Faster Transforms (Precompiled)

Hi all,

I spent some time tracking down the biggest bottleneck in the training phase, which turned out to be the transforms on the input images. 500-3000 tiles need to be interactively transformed using the below Composition, which takes 5-20 seconds. I tried a variety of python tricks to speed things up (pre-allocating lists, generators, chunking), to no avail. I already use multiple workers. The issue seems to be each individual transforms takes some time, and it really adds up:

  self.img_finalize = transforms.Compose([
            transforms.ToPILImage(), # 1 s.
            transforms.RandomRotation(25), # 2 s.
            transforms.RandomResizedCrop(1024, scale=(0.5, 1.5), ratio=(.8,1.2), interpolation=2), # 0.5 s.
            transforms.Resize(resolution), # 0.5 s.
            transforms.RandomHorizontalFlip(p=0.5), # 0.5 s.
            transforms.RandomVerticalFlip(p=0.5), # 0.5 s.
            transforms.ColorJitter(brightness=0.2, contrast=0.1, saturation=0.05, hue=0.02), # 3 s.
            transforms.ToTensor(), # 2 s.
            transforms.Normalize((0.5, 0.5, 0.5), (0.5, 0.5, 0.5)), # 3 s.

Two things:

  1. I notice with the dataloader, every thread that was started needs to finish before any data is pushed to the GPU. If I add a print statement DONE at the end of the __getitem__() method and before the forward pass FOWARD, there is significant delay from the first DONE and first FORWARD, in fact there needs to be 16 (=n_workers) DONE's

This doesn’t happen if n_workers=None. I suspect some form of lock is implemented? I am working in the unusual situation where my batchsize is 1, but each batch is huge (it’s a MIL paradigm…). So it would be useful to process a batch asap once it’s __getitem__() method is done. This makes sense to me is batch_size > 1, as you need to be sure all batches are down before collating. But it’d be great if it could be relaxed if batch_size =1.

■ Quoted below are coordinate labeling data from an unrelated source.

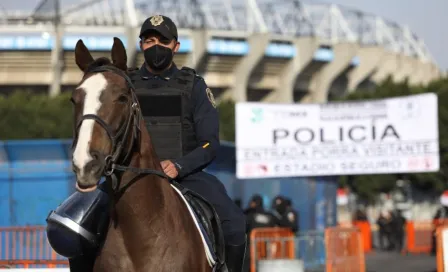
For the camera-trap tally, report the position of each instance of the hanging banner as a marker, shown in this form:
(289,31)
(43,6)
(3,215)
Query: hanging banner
(397,135)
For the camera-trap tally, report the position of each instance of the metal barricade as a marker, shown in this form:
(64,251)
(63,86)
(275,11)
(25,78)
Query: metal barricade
(278,247)
(270,243)
(27,247)
(344,248)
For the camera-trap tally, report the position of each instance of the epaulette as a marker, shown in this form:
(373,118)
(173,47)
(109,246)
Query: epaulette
(189,70)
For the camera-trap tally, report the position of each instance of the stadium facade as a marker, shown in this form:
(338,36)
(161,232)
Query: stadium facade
(255,50)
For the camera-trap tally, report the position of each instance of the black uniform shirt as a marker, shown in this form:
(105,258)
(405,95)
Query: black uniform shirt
(206,123)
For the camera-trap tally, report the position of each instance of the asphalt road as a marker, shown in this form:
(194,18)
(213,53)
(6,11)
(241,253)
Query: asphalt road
(395,262)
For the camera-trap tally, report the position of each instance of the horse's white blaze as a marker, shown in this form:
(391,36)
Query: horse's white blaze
(93,87)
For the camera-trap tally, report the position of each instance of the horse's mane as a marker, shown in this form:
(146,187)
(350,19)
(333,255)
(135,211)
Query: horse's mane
(102,61)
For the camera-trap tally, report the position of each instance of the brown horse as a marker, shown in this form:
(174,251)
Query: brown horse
(151,228)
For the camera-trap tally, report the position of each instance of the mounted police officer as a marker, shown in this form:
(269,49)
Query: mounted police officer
(181,116)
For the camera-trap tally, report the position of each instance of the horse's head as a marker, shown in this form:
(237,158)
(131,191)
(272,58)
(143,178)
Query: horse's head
(105,109)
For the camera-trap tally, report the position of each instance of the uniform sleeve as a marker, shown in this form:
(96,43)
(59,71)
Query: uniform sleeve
(206,125)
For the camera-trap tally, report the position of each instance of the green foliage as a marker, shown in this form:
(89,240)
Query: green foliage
(226,110)
(25,115)
(369,185)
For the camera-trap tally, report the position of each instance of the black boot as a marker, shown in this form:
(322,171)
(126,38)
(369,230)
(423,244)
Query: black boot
(235,256)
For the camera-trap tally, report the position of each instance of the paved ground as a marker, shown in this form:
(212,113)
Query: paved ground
(394,262)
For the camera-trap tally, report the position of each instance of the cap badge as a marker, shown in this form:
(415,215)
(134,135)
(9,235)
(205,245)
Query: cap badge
(156,20)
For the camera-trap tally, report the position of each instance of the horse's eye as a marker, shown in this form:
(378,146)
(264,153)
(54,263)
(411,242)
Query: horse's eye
(122,99)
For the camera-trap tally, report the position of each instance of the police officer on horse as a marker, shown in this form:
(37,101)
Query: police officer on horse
(180,113)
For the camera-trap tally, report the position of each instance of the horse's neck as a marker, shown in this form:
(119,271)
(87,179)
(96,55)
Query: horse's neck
(145,195)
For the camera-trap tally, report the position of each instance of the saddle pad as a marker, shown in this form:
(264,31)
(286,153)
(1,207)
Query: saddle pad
(211,258)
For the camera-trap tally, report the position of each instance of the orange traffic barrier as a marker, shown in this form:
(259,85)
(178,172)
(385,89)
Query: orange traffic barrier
(366,234)
(344,250)
(25,243)
(32,263)
(271,243)
(419,236)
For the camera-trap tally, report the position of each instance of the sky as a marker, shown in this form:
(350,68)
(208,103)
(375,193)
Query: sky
(426,18)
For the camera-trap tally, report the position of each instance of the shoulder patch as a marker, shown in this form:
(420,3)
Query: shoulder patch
(211,98)
(291,216)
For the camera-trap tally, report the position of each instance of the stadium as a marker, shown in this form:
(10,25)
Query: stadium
(273,51)
(281,52)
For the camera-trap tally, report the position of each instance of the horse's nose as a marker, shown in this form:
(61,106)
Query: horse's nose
(96,165)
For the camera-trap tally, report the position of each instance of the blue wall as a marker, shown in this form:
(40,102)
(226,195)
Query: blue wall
(35,177)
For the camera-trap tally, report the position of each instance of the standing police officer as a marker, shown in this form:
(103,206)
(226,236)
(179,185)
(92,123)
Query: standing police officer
(285,215)
(181,115)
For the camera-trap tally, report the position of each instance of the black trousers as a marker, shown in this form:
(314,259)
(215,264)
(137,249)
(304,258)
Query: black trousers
(233,220)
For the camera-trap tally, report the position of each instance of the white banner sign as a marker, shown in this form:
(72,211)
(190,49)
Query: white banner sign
(397,135)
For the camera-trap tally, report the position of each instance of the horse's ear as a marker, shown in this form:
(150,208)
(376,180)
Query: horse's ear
(82,56)
(119,57)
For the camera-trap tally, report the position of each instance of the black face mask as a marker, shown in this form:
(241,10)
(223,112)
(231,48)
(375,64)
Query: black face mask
(158,57)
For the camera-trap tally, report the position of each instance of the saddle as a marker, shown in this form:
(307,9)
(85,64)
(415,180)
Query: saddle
(209,222)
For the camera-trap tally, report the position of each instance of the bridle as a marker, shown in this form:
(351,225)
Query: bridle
(116,160)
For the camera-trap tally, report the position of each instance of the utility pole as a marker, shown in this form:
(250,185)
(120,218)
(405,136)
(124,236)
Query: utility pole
(57,53)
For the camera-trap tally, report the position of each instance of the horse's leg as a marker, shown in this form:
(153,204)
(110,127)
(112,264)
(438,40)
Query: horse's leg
(233,220)
(82,264)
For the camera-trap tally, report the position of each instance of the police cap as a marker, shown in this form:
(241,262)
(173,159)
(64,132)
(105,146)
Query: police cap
(161,24)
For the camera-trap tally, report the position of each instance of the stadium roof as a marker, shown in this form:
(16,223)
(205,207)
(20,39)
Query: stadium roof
(331,23)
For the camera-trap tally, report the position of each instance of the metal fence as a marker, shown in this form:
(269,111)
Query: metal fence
(333,250)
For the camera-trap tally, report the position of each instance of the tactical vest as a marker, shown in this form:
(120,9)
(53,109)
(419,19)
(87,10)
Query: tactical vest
(167,110)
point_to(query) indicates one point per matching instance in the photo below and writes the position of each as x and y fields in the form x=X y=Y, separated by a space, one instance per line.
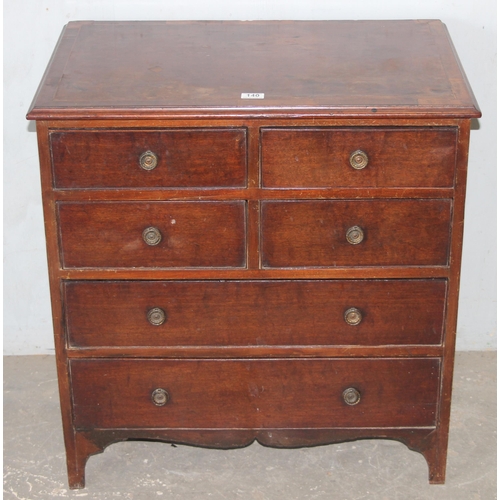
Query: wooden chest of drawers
x=280 y=266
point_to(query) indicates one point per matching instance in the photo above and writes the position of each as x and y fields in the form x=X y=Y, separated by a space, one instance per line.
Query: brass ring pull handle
x=353 y=316
x=358 y=159
x=160 y=397
x=355 y=235
x=151 y=236
x=351 y=396
x=148 y=160
x=156 y=316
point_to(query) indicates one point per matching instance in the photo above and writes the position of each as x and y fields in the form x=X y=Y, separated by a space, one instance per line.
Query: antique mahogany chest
x=254 y=231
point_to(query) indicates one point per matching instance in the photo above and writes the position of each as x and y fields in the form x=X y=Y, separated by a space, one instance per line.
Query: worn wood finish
x=130 y=69
x=255 y=394
x=193 y=234
x=256 y=273
x=186 y=158
x=254 y=313
x=396 y=233
x=412 y=157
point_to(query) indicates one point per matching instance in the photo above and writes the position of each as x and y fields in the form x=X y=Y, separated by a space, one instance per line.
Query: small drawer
x=255 y=394
x=152 y=234
x=184 y=158
x=358 y=157
x=355 y=233
x=254 y=313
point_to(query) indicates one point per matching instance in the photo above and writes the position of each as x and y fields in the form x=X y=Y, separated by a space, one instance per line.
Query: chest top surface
x=154 y=69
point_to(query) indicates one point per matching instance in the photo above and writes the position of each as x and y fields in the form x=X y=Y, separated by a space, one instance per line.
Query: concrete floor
x=34 y=458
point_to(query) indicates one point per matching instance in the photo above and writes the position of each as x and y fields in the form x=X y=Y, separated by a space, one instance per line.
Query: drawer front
x=381 y=232
x=279 y=393
x=254 y=313
x=184 y=158
x=412 y=157
x=179 y=234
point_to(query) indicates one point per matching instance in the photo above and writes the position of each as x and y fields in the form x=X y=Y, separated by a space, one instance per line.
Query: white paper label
x=251 y=95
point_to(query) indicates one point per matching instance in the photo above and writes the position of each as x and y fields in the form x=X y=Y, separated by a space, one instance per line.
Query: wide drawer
x=278 y=393
x=254 y=313
x=184 y=158
x=321 y=157
x=152 y=234
x=330 y=233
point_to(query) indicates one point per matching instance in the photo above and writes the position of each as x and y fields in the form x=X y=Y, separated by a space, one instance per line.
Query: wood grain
x=402 y=157
x=396 y=232
x=255 y=393
x=254 y=313
x=194 y=234
x=186 y=158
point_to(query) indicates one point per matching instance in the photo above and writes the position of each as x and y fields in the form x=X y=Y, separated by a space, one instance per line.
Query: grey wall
x=31 y=29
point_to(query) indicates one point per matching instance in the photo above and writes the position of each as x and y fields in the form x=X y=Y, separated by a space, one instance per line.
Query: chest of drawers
x=280 y=266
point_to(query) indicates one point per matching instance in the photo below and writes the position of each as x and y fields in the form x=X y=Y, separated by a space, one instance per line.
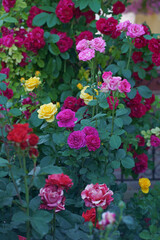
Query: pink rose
x=114 y=83
x=93 y=142
x=86 y=55
x=107 y=76
x=123 y=26
x=124 y=86
x=155 y=141
x=52 y=198
x=82 y=45
x=97 y=195
x=66 y=118
x=135 y=30
x=98 y=44
x=90 y=131
x=107 y=218
x=76 y=140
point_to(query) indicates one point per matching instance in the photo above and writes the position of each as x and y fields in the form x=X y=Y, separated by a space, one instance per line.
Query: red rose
x=84 y=35
x=106 y=26
x=111 y=100
x=60 y=180
x=118 y=8
x=19 y=133
x=140 y=42
x=156 y=59
x=65 y=10
x=33 y=139
x=154 y=45
x=141 y=141
x=137 y=57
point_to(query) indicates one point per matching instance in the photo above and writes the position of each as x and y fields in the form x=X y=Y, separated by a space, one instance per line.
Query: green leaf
x=54 y=49
x=51 y=20
x=145 y=235
x=118 y=122
x=10 y=20
x=144 y=91
x=16 y=112
x=128 y=162
x=95 y=5
x=3 y=86
x=3 y=162
x=65 y=55
x=3 y=100
x=2 y=76
x=126 y=73
x=132 y=93
x=40 y=19
x=115 y=141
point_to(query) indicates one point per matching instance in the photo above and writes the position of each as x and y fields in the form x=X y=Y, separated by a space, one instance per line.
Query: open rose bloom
x=97 y=195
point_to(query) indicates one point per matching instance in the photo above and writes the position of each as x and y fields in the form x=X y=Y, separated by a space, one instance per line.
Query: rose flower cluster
x=114 y=83
x=52 y=194
x=98 y=195
x=87 y=48
x=23 y=137
x=64 y=42
x=87 y=137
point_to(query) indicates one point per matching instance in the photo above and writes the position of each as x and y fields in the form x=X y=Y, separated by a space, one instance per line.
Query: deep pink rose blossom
x=52 y=198
x=124 y=86
x=135 y=30
x=76 y=140
x=97 y=195
x=107 y=218
x=66 y=118
x=93 y=142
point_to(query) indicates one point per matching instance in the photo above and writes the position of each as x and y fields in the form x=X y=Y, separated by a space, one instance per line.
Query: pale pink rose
x=52 y=197
x=104 y=87
x=107 y=76
x=107 y=218
x=124 y=86
x=86 y=55
x=82 y=45
x=98 y=44
x=114 y=83
x=123 y=26
x=66 y=118
x=97 y=195
x=135 y=30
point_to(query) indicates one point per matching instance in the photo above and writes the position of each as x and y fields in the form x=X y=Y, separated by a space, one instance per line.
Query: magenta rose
x=124 y=86
x=97 y=195
x=112 y=102
x=93 y=142
x=76 y=140
x=90 y=131
x=107 y=218
x=135 y=30
x=66 y=118
x=155 y=141
x=52 y=198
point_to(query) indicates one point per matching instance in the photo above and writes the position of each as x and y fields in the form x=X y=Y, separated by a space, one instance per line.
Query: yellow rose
x=47 y=112
x=32 y=83
x=79 y=86
x=144 y=183
x=85 y=96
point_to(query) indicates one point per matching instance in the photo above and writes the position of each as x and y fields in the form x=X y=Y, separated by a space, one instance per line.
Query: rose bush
x=65 y=130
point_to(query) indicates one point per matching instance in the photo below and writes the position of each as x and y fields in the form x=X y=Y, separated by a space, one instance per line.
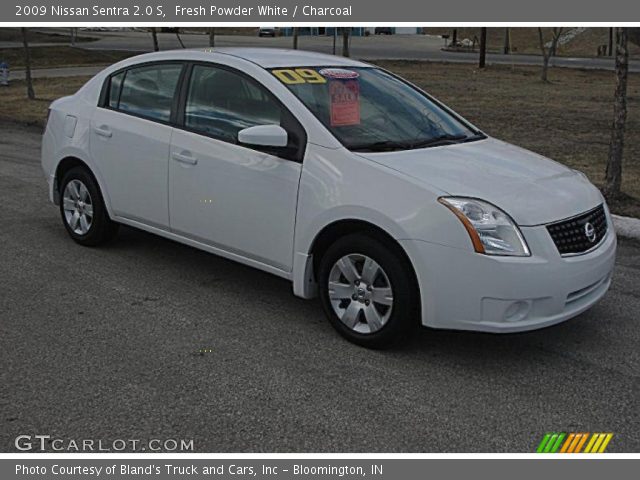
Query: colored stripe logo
x=559 y=442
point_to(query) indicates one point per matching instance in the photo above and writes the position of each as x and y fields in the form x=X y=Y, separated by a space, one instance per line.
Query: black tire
x=102 y=229
x=405 y=309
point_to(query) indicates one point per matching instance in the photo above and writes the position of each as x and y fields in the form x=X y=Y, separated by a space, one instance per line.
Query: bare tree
x=613 y=177
x=547 y=53
x=154 y=36
x=27 y=64
x=346 y=31
x=483 y=48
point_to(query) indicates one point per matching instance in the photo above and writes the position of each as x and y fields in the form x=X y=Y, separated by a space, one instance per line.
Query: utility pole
x=27 y=65
x=483 y=48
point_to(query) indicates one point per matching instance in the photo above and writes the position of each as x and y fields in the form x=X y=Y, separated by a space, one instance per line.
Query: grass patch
x=62 y=56
x=17 y=108
x=568 y=120
x=525 y=40
x=13 y=34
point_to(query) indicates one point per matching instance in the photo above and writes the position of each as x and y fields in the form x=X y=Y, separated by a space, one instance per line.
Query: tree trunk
x=545 y=56
x=27 y=65
x=345 y=41
x=507 y=41
x=179 y=39
x=610 y=47
x=483 y=48
x=613 y=177
x=154 y=36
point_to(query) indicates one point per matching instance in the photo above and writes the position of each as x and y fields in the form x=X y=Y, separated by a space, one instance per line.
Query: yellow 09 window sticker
x=292 y=76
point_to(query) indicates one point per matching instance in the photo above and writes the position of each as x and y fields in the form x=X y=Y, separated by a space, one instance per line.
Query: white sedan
x=337 y=175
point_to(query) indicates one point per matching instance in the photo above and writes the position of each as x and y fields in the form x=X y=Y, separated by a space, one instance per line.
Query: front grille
x=572 y=237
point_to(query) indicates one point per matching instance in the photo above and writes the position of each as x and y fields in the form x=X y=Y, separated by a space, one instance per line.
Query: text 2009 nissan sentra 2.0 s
x=337 y=175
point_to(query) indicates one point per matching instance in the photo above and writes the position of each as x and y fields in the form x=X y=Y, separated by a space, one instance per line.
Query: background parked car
x=267 y=32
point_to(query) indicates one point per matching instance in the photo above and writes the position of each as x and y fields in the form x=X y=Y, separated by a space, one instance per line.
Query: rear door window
x=147 y=91
x=220 y=103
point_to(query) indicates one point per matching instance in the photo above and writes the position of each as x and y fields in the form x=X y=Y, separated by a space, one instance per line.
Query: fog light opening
x=517 y=311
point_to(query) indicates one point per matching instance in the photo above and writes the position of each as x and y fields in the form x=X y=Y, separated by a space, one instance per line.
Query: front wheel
x=367 y=291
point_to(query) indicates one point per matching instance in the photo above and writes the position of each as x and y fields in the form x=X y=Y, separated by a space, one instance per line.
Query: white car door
x=230 y=196
x=130 y=137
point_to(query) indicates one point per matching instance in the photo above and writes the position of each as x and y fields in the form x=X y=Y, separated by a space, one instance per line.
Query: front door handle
x=185 y=158
x=103 y=131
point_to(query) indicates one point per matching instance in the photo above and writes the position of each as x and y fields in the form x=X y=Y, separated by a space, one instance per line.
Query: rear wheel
x=82 y=209
x=367 y=291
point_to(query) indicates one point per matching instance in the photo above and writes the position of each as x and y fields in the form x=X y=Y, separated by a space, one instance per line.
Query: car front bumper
x=464 y=290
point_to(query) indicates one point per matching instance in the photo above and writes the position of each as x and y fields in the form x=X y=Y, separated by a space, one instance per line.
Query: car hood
x=533 y=189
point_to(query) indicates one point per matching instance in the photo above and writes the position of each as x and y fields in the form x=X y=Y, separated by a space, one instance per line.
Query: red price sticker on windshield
x=345 y=102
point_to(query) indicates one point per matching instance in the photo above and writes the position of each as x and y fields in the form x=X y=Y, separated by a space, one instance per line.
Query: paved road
x=410 y=47
x=100 y=343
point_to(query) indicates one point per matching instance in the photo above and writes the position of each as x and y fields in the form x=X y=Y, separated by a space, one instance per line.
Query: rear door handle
x=103 y=131
x=185 y=158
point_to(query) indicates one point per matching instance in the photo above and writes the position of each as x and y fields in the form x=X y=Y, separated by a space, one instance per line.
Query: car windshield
x=368 y=109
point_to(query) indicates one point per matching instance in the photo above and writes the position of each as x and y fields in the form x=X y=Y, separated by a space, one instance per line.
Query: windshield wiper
x=446 y=139
x=382 y=146
x=392 y=145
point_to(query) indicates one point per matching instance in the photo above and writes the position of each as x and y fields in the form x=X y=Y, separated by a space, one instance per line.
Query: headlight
x=492 y=231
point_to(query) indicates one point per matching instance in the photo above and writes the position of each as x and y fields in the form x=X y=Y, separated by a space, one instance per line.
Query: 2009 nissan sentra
x=350 y=182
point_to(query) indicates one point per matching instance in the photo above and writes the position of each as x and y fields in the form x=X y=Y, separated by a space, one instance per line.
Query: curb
x=627 y=226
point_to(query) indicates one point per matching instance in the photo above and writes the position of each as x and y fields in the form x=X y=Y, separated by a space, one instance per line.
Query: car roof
x=263 y=57
x=283 y=57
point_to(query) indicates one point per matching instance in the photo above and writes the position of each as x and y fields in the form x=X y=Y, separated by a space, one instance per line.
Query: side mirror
x=264 y=136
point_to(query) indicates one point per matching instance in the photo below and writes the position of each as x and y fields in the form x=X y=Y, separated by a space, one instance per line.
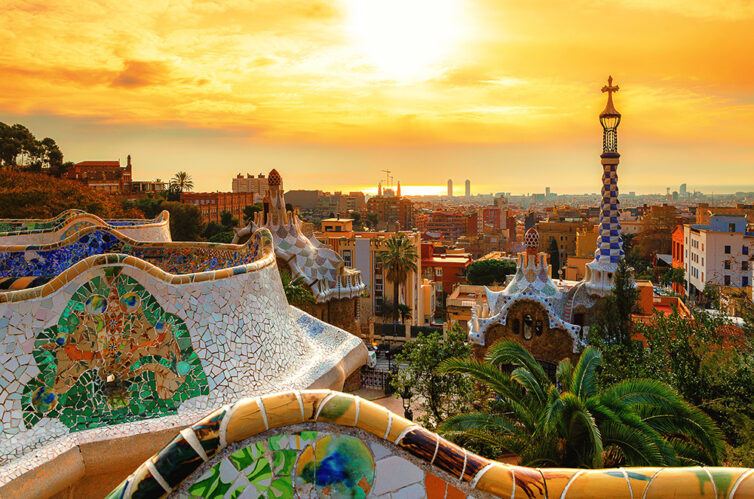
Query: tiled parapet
x=115 y=346
x=50 y=260
x=320 y=443
x=47 y=231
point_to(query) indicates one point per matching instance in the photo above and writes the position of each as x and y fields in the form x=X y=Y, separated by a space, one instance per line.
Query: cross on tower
x=609 y=88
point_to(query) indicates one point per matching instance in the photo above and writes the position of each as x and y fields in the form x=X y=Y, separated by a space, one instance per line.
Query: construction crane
x=388 y=178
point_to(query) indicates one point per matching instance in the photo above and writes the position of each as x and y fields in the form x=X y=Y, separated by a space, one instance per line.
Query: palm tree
x=398 y=259
x=296 y=291
x=637 y=422
x=183 y=181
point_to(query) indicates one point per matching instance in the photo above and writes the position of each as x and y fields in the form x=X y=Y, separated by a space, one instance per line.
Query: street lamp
x=406 y=399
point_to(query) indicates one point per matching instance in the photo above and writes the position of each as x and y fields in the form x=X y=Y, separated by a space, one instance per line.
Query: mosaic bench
x=117 y=348
x=319 y=443
x=50 y=260
x=46 y=231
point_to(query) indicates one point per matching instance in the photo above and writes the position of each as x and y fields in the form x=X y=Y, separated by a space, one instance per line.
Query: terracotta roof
x=98 y=163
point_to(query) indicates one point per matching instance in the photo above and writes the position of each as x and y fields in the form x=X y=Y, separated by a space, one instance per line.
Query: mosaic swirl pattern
x=48 y=261
x=115 y=346
x=114 y=355
x=48 y=231
x=344 y=446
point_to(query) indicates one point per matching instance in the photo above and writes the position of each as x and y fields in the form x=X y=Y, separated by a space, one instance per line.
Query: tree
x=227 y=220
x=37 y=195
x=439 y=395
x=554 y=257
x=182 y=181
x=404 y=311
x=487 y=272
x=613 y=324
x=637 y=422
x=296 y=291
x=398 y=259
x=186 y=222
x=250 y=210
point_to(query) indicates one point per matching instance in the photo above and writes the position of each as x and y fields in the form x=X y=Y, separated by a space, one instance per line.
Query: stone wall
x=551 y=345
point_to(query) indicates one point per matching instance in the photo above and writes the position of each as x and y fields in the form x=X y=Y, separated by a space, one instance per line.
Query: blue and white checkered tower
x=599 y=272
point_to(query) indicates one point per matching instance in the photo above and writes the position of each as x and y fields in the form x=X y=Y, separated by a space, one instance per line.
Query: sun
x=405 y=39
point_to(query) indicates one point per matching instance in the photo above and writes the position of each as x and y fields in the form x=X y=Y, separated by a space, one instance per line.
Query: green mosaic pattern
x=114 y=356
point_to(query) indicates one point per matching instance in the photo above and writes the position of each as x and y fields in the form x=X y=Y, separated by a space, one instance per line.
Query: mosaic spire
x=609 y=243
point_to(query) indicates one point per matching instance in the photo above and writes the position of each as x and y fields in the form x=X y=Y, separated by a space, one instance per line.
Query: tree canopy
x=487 y=272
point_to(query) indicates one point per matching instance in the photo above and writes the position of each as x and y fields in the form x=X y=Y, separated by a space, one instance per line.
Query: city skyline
x=334 y=92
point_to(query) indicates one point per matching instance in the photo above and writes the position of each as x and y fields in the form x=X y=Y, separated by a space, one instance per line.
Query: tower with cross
x=600 y=272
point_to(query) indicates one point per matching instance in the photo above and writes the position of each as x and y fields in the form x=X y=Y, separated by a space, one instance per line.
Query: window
x=528 y=322
x=347 y=256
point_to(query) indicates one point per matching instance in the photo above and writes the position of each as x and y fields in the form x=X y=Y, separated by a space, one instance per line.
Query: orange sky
x=505 y=93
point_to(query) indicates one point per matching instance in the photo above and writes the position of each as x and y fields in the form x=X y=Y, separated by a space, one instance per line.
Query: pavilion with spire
x=548 y=317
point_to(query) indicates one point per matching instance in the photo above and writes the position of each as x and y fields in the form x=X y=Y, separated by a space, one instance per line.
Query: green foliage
x=227 y=220
x=398 y=259
x=182 y=181
x=37 y=195
x=554 y=257
x=637 y=422
x=19 y=147
x=250 y=210
x=488 y=272
x=706 y=360
x=613 y=323
x=186 y=222
x=296 y=291
x=439 y=395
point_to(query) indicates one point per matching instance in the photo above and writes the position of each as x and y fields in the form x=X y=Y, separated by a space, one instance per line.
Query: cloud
x=142 y=74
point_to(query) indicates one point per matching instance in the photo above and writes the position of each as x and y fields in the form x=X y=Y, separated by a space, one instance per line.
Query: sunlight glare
x=405 y=39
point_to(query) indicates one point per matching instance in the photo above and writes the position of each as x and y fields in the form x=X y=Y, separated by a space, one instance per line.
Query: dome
x=531 y=238
x=274 y=178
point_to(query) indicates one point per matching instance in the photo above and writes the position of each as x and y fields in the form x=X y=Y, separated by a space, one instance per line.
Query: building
x=362 y=251
x=213 y=204
x=452 y=224
x=676 y=253
x=250 y=183
x=447 y=269
x=704 y=211
x=719 y=253
x=106 y=176
x=564 y=234
x=391 y=209
x=551 y=319
x=335 y=286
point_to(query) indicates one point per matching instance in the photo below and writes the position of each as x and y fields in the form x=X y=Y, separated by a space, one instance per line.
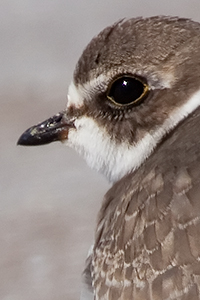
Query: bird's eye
x=126 y=90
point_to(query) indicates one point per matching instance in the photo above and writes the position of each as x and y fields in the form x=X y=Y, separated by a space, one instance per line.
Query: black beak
x=53 y=129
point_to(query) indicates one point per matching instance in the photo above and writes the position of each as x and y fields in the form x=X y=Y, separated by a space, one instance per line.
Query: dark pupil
x=126 y=90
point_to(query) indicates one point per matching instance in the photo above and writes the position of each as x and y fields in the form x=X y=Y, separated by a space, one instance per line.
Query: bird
x=133 y=113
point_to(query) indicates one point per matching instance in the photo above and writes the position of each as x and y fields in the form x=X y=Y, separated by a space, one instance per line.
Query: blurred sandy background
x=49 y=198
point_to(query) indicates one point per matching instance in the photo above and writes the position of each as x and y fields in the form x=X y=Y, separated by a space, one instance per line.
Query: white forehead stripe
x=116 y=160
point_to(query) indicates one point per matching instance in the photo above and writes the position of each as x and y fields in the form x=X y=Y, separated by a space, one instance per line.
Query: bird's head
x=133 y=84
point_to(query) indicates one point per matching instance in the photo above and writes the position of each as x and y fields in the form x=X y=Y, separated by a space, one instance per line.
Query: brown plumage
x=147 y=244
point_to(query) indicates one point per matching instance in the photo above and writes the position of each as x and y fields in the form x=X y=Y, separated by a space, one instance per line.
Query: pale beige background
x=48 y=196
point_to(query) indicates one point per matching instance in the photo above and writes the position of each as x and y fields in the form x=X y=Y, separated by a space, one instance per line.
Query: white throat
x=116 y=160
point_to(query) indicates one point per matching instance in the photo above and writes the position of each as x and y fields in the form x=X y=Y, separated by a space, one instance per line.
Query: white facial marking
x=74 y=97
x=116 y=160
x=77 y=94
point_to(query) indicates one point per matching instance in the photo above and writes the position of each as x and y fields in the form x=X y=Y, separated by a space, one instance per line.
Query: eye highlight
x=127 y=90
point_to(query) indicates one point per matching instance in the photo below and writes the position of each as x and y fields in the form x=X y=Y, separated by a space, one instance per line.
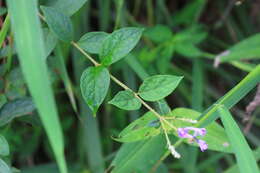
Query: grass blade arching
x=30 y=47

E.g. I see output like this, for example, and I don’t think this is the latency from sending to GPU (I checked that too, it’s much faster than the individual methods). Now it might be latency from sending from forked process to main?

  1. Is there any use in pre-compliling the transform? If there would be significant performance gains (and it’s possible), it’s something I definintely want to explore. Any advice or helpful links on this? I have some experience with exposing C++ to python.


1 Like

Hi there.
Each worker will process a whole batch. You need to use plenty of CPUs in order to make it to be efficient.
Obviously pre-computing preprocessing leads to overfit unless you make the system to do so in parallel to the training.

Btw try this library:

and let me know if you got a good improvement.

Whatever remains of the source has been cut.